Unsecond domaine dans lequel la continuité entre la réforme conciliaire et le premier millénaire est encore plus évidente – dans la mesure où elle est perceptible par tous – est celui de la
liturgie, même si, paradoxalement, il s’agit d’un exemple que ceux qui critiquent Vatican II privilégient pour accuser le concile de rupture avec la tradition. Le critère herméneutique que j’ai
adopté me permet d’affirmer exactement le contraire, toujours sur la base du postulat d’une pluralité diachronique de traditions. Dans ce cas aussi, il y a eu une rupture évidente avec la
liturgie préconciliaire – qui était notoirement une création tridentine, avec des interventions ultérieures – mais précisément dans le but de retrouver la grande tradition du premier millénaire,
celui de l’Église d’avant les divisions. Peut-être ne sommes-nous pas conscients que le nouveau missel qui fait l’objet de critiques contient une fantastique reprise d’oraisons tirées des
sacramentaires les plus anciens – remontant justement au premier millénaire – le léonien, le gélasien et le grégorien, ainsi que, pour l’Avent, du patrimoine eucologique de l’antique
Rouleau de Ravenne, trésors qui sont restés en grande partie en dehors du missel tridentin. On peut en dire autant à propos de la reprise, dans le cadre d’une opportune pluralité de prières
eucharistiques, de l’antique anaphore d’Hippolyte et d’autres tirées de la tradition hispanique.
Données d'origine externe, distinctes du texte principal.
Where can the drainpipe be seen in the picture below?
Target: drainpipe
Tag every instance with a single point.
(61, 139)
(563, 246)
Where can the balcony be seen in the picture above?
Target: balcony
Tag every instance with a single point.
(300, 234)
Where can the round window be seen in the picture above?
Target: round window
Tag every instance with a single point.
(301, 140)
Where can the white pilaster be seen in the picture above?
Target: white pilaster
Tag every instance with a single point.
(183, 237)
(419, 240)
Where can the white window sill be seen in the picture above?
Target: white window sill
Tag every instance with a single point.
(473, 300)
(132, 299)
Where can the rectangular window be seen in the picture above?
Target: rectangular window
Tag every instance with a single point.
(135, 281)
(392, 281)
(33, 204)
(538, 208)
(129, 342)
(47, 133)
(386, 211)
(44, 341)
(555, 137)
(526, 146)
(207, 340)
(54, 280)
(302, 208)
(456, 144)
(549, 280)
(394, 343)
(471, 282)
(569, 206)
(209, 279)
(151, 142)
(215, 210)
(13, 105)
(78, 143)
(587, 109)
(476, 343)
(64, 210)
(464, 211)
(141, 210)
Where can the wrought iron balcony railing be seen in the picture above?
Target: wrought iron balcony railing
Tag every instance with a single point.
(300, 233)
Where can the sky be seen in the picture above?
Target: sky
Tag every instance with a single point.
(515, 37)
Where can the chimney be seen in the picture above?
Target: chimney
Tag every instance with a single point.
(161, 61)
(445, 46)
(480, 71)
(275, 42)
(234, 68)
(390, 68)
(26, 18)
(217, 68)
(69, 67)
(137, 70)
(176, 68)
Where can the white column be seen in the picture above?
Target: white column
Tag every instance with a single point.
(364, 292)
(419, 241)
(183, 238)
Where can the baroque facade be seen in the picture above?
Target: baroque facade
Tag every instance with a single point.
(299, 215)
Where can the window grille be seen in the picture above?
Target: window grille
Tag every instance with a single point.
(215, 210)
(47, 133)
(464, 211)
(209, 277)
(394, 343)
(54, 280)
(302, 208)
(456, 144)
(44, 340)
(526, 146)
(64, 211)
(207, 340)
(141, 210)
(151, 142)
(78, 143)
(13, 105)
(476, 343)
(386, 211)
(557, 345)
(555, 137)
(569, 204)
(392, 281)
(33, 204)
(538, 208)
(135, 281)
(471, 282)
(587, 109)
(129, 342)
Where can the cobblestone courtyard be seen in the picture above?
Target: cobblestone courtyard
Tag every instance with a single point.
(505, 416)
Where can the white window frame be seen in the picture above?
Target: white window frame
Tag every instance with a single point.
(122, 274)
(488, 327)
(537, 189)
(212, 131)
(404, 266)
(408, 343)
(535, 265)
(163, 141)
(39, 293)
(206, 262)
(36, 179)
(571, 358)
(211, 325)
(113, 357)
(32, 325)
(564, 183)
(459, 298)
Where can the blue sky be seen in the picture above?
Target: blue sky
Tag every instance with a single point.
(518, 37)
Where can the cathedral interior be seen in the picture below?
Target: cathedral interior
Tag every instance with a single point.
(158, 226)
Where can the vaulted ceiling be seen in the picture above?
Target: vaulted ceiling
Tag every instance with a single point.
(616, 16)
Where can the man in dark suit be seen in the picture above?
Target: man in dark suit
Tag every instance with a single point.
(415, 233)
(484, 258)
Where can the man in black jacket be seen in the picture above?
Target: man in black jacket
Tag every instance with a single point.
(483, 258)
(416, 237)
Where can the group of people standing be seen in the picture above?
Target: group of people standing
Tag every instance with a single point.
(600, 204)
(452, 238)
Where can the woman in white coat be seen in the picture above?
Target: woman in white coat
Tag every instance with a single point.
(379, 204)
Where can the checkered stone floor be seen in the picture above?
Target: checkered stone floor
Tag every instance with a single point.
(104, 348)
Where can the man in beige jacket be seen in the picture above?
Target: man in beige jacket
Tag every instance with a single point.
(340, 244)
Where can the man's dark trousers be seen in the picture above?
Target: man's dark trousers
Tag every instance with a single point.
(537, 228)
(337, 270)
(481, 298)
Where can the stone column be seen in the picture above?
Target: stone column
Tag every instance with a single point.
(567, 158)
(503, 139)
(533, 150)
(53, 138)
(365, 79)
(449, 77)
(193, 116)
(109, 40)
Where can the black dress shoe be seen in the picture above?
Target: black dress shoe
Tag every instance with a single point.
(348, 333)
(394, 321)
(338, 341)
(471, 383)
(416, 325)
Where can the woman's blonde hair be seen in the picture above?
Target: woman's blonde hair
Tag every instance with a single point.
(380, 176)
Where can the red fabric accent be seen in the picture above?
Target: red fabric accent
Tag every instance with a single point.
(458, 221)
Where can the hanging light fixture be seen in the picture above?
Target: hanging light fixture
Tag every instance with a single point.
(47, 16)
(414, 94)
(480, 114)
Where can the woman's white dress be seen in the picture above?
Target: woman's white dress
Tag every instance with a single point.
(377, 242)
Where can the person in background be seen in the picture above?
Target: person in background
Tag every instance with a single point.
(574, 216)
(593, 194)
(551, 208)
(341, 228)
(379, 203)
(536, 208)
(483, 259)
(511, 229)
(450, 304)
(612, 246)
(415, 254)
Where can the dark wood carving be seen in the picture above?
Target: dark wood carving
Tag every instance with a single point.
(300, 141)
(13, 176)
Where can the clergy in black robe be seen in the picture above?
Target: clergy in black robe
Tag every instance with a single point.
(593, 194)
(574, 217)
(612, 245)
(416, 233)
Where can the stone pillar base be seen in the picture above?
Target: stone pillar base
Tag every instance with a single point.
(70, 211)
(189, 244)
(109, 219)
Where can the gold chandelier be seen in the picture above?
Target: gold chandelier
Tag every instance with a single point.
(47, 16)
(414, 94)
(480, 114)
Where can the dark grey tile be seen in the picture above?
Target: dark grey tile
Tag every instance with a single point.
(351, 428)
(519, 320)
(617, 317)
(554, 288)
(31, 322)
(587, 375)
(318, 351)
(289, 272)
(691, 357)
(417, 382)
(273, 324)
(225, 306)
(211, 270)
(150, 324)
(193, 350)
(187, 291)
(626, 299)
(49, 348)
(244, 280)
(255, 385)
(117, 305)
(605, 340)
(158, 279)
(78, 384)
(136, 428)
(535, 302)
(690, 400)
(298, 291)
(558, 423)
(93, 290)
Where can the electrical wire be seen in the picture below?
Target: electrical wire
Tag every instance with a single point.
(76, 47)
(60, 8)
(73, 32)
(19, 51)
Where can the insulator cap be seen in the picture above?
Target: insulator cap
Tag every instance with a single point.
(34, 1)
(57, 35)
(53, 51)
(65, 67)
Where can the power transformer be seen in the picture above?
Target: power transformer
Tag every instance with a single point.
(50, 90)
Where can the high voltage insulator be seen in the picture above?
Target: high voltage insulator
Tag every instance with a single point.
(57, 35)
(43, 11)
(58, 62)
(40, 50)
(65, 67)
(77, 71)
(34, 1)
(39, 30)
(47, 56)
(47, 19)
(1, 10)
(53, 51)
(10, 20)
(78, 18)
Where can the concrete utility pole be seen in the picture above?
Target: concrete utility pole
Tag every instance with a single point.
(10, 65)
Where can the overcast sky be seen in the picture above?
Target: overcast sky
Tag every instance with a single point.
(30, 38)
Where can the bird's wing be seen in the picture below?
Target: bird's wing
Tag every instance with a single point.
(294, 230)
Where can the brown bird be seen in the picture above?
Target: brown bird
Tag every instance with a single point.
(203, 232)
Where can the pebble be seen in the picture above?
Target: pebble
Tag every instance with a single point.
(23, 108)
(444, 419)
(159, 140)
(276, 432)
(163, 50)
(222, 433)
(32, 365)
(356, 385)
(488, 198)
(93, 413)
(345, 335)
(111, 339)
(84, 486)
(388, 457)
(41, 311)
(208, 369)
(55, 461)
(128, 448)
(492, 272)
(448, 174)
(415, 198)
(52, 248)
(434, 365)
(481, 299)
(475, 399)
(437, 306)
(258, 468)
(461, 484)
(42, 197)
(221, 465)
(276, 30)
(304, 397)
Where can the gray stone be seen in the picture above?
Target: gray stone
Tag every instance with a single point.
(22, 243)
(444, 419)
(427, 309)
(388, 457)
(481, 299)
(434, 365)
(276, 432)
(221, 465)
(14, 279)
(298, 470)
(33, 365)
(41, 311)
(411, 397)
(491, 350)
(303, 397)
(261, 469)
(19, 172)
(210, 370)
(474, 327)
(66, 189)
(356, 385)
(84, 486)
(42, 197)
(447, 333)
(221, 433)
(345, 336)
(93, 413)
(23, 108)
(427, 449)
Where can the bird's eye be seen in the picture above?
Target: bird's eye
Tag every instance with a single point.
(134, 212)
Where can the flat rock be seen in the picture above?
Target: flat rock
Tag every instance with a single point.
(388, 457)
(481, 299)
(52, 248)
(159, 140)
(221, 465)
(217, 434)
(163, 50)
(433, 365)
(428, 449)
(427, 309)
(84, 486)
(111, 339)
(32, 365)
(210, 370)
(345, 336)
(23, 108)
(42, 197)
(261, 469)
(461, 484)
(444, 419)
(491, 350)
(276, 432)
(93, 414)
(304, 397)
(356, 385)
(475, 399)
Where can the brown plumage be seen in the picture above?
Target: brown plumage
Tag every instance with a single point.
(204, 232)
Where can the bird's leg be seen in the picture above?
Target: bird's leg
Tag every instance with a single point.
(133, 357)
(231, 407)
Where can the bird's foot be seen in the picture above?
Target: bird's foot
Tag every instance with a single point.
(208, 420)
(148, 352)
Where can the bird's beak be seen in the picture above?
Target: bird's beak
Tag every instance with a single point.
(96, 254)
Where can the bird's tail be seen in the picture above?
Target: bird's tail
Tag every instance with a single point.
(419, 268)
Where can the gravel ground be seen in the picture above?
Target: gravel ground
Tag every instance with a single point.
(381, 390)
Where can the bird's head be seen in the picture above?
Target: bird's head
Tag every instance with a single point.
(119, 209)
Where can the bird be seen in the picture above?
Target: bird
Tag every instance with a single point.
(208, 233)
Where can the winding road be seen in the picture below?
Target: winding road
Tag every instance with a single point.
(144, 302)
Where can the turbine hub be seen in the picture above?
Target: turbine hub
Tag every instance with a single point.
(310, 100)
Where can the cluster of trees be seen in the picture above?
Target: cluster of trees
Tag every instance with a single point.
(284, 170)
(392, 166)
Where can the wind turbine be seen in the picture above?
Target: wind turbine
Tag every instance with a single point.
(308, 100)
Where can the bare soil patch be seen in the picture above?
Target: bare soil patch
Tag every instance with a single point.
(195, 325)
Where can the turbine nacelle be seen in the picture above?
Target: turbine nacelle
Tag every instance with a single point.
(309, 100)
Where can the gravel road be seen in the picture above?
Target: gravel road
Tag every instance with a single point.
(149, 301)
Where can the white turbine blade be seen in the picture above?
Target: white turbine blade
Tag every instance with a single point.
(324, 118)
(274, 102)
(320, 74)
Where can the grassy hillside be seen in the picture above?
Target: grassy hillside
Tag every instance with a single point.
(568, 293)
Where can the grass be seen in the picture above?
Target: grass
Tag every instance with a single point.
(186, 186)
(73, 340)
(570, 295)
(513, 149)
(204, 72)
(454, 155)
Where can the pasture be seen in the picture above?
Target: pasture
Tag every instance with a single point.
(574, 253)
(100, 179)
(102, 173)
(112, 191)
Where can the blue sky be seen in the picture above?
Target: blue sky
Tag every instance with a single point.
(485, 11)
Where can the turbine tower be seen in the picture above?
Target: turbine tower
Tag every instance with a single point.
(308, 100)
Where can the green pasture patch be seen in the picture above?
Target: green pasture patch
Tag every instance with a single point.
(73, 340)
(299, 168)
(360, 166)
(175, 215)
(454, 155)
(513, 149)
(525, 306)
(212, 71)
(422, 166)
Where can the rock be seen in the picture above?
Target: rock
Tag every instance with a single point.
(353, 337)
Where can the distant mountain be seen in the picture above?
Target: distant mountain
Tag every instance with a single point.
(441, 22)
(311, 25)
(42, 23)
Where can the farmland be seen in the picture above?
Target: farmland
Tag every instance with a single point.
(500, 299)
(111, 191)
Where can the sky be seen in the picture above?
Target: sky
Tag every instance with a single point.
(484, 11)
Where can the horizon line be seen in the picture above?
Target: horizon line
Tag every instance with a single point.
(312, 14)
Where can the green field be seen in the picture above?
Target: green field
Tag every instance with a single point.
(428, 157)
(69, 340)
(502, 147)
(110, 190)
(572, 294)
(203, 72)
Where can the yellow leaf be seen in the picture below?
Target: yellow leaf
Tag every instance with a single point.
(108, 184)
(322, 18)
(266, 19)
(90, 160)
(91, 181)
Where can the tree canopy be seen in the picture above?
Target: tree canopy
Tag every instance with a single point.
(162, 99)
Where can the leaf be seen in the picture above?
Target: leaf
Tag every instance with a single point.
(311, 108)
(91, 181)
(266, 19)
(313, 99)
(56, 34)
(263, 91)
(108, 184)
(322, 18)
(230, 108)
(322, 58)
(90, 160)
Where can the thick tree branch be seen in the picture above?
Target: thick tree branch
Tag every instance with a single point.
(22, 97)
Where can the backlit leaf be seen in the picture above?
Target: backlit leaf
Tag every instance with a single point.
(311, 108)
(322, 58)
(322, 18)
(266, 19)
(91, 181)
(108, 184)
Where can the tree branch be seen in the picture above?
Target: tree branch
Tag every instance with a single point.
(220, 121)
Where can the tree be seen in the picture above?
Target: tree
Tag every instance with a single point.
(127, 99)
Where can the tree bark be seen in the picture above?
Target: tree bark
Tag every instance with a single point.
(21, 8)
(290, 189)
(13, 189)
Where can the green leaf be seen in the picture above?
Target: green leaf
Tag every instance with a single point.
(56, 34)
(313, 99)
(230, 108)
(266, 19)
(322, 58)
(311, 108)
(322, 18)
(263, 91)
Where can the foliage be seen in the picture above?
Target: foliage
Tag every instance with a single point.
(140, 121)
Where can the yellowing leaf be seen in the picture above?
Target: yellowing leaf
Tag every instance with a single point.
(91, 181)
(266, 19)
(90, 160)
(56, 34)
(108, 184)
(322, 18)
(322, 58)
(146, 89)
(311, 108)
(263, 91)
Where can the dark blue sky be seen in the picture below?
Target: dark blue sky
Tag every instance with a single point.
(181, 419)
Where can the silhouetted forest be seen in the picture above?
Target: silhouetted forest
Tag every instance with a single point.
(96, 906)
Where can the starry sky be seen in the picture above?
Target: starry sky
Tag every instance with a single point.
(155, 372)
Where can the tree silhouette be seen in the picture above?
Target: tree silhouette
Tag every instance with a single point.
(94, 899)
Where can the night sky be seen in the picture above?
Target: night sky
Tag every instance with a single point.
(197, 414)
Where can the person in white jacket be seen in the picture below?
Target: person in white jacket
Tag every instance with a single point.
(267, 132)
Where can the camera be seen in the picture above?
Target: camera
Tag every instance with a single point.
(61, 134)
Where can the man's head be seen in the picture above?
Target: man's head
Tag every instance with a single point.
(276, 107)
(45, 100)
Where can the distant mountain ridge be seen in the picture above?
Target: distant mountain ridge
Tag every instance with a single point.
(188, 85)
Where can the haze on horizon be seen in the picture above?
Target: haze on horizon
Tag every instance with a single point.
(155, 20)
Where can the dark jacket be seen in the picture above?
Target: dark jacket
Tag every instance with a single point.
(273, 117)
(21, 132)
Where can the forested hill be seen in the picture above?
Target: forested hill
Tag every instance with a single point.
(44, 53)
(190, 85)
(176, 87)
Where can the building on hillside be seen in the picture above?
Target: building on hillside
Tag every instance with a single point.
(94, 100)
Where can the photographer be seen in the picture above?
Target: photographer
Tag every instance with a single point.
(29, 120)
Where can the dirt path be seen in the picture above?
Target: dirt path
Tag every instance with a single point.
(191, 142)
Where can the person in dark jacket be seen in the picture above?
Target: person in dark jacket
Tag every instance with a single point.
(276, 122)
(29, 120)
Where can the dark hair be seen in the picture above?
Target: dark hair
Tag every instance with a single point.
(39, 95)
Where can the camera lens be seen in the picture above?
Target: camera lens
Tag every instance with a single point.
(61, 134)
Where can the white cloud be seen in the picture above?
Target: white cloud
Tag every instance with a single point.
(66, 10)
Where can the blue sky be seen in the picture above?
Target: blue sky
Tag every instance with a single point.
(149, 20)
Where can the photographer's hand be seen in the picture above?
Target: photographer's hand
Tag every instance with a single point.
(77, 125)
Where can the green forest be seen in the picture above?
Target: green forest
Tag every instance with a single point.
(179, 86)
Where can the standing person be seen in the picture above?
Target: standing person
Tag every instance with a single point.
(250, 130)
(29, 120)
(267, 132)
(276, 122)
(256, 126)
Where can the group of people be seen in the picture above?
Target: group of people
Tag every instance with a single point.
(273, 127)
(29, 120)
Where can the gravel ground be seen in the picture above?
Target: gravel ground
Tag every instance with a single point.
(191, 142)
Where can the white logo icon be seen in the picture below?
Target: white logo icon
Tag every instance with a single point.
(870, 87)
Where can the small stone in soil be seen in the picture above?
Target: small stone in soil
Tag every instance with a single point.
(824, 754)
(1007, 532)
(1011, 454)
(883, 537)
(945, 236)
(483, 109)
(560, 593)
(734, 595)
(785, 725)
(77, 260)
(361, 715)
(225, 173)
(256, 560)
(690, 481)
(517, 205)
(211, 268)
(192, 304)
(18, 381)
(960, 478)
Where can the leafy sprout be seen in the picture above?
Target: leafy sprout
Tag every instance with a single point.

En ce sens, le missel “conciliaire” est bien plus “traditionnel” que le précédent.
J’écris cela en posant comme corollaire deux observations que ne partageront peut-être pas les “progressistes”. La première est que, si l’on examine l’état actuel du rite “ordinaire” de l’Église
romaine, on constate que cette continuité avec la tradition du premier millénaire, implicite dans la réforme conciliaire, a justement été estompée en partie par bien d’autres développements
intervenus au cours de l’après-concile : d’une part, au niveau de base, il s’est produit un malentendu, le concile ayant provoqué un spontanéisme liturgique désordonné et d’autre part l’autorité
compétente a procédé à la promulgation de textes créés pour l’occasion – concernant de nouvelles anaphores et de nouvelles collectes – visiblement étrangers, par leur langage aventureusement
contemporain et existentiel de façon moderne, au style eucologique du premier millénaire, profondément inspiré par la pensée et par la terminologie des Pères.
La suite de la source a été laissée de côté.